About

I am a scholar of public health and health policy (View and Download my CV). I am an associate professor in the Hudson College of Public Health at the University of Oklahoma. I also serve as president of the Oklahoma Public Health Association (OPHA) and as co-director of the Center for Health Outcomes, Research, and Policy at the Hudson College.

My current book project, “Governing Health,” examines the fracturing of US public health systems in the modern era and challenge of building institutions capable of confronting both chronic disease and acute threats.

My work has been published in outlets including the American Journal of Public Health, Policy History, JAMA, Studies in American Political Development, and Proceedings of the National Academy of Sciences (PNAS).

Core areas of interest include the development of public health systems, agenda-setting in presidential administrations, policy implementation, global HIV/AIDS policy, and the role of non-state service providers in supplementing state capacity during public health emergencies and disasters. I am involved in the ongoing Global Oral History of PEPFAR project and am also actively engaged in public health workforce training within Oklahoma and as part of the Region 6 Public Health Training Center and the Region 6 Center for Health Security and Response.

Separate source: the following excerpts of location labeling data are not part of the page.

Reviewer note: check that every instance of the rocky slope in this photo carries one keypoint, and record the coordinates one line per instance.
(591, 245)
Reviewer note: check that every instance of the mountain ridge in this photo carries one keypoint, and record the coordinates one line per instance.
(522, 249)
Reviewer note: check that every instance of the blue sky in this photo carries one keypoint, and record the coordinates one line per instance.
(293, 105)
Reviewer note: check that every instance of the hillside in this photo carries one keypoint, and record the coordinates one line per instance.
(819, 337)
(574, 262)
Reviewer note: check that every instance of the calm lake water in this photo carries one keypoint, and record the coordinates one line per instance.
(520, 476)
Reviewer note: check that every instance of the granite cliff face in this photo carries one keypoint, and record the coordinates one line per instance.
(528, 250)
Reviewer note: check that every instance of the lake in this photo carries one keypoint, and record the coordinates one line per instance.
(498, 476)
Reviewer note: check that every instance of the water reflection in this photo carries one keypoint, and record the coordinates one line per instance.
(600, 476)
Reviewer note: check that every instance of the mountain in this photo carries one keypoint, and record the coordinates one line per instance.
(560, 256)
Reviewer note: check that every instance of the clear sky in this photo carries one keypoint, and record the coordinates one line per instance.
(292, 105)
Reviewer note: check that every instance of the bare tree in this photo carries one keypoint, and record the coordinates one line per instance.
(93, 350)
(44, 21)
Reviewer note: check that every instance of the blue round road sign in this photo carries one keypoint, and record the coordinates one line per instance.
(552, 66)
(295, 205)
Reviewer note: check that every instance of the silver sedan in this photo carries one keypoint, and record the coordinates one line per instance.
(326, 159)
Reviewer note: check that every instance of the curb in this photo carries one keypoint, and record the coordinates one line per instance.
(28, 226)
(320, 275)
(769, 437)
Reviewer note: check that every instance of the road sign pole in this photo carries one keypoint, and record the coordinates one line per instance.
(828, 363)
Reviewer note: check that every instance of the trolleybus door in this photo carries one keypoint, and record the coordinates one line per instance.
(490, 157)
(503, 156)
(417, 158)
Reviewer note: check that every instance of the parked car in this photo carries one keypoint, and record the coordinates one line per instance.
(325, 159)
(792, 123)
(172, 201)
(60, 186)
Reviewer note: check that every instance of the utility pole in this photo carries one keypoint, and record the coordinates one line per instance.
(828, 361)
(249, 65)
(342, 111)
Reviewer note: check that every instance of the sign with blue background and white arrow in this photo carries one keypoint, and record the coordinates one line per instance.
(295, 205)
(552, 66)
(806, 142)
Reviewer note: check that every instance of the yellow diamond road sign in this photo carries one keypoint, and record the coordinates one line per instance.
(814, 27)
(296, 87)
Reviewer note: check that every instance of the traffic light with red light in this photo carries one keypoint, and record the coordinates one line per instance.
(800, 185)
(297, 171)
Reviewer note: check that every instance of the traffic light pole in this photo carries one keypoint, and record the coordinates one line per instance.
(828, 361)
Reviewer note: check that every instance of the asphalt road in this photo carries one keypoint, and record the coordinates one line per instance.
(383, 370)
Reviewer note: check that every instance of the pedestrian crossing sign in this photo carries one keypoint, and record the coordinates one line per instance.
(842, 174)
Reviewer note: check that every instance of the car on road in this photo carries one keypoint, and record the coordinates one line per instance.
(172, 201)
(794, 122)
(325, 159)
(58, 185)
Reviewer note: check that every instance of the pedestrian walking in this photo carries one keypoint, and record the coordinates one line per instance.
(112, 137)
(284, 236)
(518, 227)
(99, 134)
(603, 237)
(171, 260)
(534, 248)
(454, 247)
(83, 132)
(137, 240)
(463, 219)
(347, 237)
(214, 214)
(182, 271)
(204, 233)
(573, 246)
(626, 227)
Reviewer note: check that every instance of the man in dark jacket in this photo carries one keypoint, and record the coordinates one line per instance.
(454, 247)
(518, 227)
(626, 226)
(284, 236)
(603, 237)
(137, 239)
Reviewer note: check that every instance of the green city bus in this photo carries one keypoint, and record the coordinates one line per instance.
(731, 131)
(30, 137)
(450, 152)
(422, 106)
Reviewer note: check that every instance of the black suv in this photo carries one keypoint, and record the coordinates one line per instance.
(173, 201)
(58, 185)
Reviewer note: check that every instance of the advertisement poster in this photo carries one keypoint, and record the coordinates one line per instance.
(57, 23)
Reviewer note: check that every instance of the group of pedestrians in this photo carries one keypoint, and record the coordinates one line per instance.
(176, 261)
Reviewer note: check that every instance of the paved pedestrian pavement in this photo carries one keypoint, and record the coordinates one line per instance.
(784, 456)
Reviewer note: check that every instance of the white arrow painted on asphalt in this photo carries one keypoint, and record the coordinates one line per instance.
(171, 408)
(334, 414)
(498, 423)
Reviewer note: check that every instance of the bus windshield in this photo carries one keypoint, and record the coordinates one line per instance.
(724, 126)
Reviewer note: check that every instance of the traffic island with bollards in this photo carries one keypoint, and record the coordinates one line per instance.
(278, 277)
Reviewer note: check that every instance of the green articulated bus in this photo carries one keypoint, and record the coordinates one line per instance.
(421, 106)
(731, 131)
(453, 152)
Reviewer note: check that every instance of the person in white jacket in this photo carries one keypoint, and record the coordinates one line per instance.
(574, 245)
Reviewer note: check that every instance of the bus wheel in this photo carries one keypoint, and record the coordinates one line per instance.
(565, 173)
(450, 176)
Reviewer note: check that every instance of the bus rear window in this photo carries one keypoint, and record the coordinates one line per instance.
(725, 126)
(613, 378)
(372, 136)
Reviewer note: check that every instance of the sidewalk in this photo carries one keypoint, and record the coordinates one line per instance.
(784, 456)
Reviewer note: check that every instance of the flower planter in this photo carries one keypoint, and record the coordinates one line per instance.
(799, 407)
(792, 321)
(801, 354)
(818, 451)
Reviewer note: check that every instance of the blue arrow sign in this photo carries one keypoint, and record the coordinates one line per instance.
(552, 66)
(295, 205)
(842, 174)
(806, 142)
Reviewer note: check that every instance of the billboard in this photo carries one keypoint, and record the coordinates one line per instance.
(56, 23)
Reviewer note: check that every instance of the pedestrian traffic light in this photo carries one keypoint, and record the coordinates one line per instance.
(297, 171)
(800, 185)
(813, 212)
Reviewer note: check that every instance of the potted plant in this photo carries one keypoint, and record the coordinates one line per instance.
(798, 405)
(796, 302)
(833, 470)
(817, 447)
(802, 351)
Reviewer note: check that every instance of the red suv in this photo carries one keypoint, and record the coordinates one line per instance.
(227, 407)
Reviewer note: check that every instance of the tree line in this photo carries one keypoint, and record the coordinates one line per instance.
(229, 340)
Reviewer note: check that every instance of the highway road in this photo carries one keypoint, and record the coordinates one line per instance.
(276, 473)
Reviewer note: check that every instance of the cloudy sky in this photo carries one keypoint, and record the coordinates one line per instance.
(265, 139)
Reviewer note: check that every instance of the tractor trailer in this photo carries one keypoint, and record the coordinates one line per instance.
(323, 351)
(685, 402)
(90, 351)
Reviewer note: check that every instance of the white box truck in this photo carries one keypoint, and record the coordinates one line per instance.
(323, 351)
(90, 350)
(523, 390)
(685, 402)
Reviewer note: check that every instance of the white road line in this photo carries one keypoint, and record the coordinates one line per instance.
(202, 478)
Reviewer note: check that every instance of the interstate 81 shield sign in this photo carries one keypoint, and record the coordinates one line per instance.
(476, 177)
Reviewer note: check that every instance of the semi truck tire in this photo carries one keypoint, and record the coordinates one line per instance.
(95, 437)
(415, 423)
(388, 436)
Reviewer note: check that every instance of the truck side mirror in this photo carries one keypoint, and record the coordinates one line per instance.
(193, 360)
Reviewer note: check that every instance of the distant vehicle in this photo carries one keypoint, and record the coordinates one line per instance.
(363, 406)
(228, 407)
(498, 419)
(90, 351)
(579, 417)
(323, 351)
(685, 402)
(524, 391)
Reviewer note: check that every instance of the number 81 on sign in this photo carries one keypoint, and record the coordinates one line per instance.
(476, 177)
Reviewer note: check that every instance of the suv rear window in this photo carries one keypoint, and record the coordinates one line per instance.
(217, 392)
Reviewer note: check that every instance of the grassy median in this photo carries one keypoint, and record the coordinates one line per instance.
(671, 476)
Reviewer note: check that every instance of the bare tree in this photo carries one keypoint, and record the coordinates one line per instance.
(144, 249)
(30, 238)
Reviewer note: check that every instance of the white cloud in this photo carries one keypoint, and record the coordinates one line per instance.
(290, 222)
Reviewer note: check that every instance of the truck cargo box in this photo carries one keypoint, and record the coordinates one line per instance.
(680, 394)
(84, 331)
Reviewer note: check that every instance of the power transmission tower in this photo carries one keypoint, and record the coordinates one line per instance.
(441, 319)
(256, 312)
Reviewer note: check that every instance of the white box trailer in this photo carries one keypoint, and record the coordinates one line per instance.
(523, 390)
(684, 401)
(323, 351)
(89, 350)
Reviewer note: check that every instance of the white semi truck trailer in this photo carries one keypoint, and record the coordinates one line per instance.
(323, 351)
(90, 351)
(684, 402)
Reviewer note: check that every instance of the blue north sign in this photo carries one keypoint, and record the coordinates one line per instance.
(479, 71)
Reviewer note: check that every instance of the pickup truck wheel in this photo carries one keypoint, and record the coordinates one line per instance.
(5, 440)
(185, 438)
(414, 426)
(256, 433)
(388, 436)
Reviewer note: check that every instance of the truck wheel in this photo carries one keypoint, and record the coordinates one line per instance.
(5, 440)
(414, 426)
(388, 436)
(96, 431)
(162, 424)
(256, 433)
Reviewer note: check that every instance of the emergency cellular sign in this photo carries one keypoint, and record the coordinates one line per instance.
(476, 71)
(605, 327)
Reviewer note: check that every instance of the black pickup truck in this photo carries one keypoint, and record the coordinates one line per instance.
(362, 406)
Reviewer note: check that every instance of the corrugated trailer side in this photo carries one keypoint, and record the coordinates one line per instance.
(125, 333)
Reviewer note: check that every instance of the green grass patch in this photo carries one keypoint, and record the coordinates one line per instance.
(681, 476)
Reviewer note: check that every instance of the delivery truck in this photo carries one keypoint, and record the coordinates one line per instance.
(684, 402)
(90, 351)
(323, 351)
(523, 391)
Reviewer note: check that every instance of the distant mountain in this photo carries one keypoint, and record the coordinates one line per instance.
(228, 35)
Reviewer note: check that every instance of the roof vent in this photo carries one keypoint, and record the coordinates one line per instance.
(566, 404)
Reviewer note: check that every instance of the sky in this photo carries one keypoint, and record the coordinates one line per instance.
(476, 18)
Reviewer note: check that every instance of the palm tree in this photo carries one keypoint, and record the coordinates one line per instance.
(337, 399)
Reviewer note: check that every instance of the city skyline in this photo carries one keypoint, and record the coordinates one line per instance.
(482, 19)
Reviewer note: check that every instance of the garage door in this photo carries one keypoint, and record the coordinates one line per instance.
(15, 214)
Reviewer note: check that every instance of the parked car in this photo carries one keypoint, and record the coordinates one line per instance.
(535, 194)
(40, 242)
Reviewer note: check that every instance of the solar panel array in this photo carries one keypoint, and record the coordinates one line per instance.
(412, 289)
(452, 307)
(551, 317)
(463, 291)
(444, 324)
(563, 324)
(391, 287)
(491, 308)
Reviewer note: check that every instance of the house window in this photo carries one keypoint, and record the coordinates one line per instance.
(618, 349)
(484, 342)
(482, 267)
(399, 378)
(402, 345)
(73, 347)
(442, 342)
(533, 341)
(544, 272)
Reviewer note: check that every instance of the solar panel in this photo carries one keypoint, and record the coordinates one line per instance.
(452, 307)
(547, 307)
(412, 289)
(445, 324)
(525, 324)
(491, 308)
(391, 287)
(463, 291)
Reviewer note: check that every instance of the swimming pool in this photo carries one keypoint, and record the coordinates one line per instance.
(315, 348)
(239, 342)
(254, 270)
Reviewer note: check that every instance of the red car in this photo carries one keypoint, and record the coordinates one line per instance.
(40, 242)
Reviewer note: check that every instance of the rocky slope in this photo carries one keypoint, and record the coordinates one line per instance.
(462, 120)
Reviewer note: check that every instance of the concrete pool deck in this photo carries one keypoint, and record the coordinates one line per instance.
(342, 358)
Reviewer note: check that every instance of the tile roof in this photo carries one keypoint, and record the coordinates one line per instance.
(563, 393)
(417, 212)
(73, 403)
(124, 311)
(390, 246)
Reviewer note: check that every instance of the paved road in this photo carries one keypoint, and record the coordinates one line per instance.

My article “Linking Public Health and Individual Medicine” received the Paper of the Year Award from the American Public Health Association and the American Journal of Public Health. My article “Eliminating Malaria in the American South,” with George Mohler, was featured in the American Public Health Association’s book Public Health Then and Now: Landmark Papers from AJPH.

My book, Health Divided: Public Health and Individual Medicine in the Making of the Modern American State, offers a reinterpretation of the foundations of modern American health policy, focusing on the divergence between policy regimes dealing with public health and with individual medical care. The book explores how public health policies have shaped health outcomes as well as the ways in which policy changes have fed back into the health care system and reshaped policy priorities. It highlights the role of entrepreneurial bureaucrats in building new programs, generating support for them, and constructing new networks of intergovernmental relations.

My research on malaria was featured in a piece on NPR’s Morning Edition.